Many Blue Island senior citizens remember Dr. Hawk as their family doctor. He had his offices in the home for many years.
On September 13, 1906, a blessed event happened in the Mozart Ave. home of Louis and Emma Peters. A baby girl was delivered by Dr. Hawk and named Viola Peters. Seventy-two years have passed since then, but Viola Mavity, as she is now known, still vividly remembers the good doctor. Her husband, Warren Mavity, a past commander of the Blue Island Veterans of Foreign Wars, and she reside at 2250 Orchard St.
A well-known insurance agent, Roy L. Proctor, and his wife, Alice, purchased the attractive Victorian on Maple Ave. from Dr. Hawk in August 1947. They have lived there with their children, Guy, Gwen, and Gail, for the past 32 years.
The home, with a pillared front façade, is representative of the many old Blue Island homes built so well to withstand the ravages of time.
Double front doors grace the entrance to the Proctor home and lead to an attractive front foyer. To the left of the foyer is a beautiful hardwood oak staircase leading up to a comfortable alcove overlooking the east wall of the home at the first landing.
To the right on the first floor is a comfortable, spacious living room which once served as both a living room and study with sliding doors in between. An original Victorian fireplace graces the inner west wall of the room and stained-glass windows adorn the outer walls. A pair of pure crystal chandeliers, installed by Dr. Hawk more than 50 years ago, illuminate the front parlor. The floors of this section of the home are in-laid with beautiful wood parquet.

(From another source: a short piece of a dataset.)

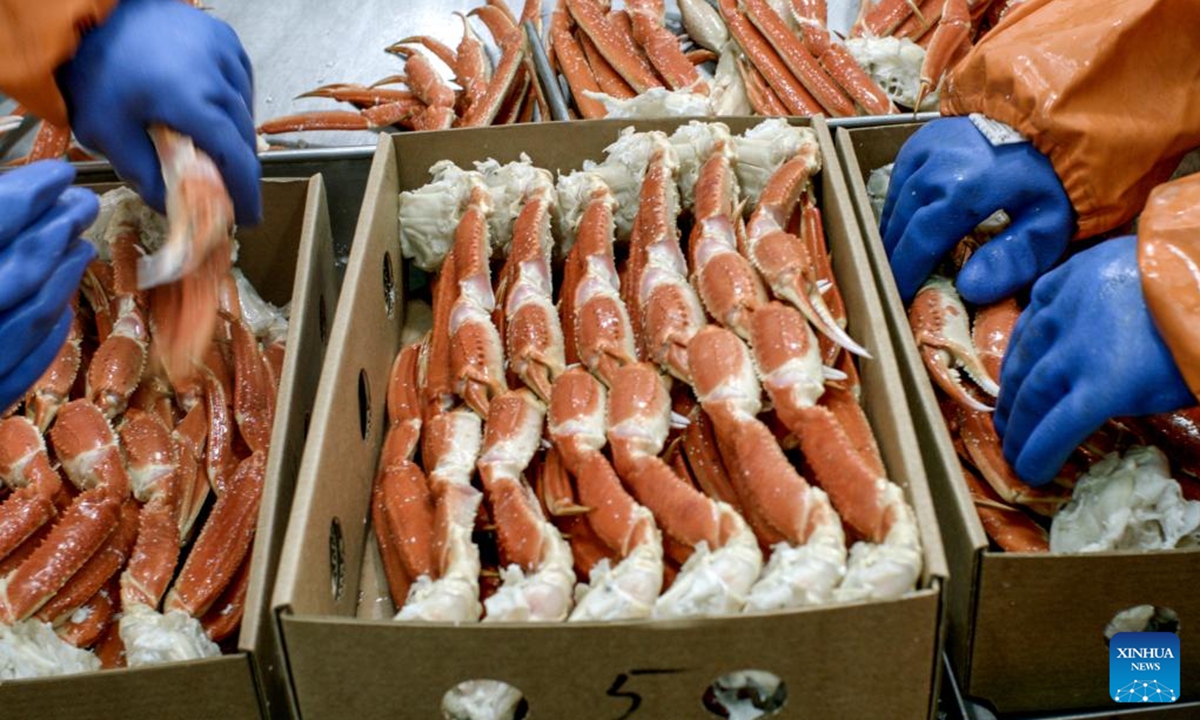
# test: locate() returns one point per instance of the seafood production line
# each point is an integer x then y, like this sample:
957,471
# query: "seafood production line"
291,61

To the south of the study is the dining room, with a chandelier and stained-glass windows on the south wall that emit a spray of colors into the room when the southern sun is bright. An interesting feature of the Proctor parlor is a small alcove. Its original use is unknown, but it now serves as a perfect space for the Proctor’s television set.
There is an 1890s sewing room at the east end of the home, just inside the second floor’s pillared veranda. The master bedroom is on the north side of the second floor, with two smaller bedrooms on opposite sides. The second floor hallway leads directly west and ends at the head of the back kitchen stairway, where there is a room once used by servants of the Massey family. A narrow stairway leads up to the third floor, where guest bedrooms with original maple flooring still serve their intended purpose.
There is an antique marble vanity sink with fixtures that date well back into the 1890s in the second floor bathroom. The aforementioned back kitchen stairway leads down to the kitchen, which has wonderfully preserved wood wainscoting throughout the bottom half o the room. A separate back staircase was once used for entering the home on the north side, while the servant’s entrance was conveniently located at the southwestern edge of the home.
The beautiful home was originally heated by first and second floor fireplaces and pot-bellied stoves.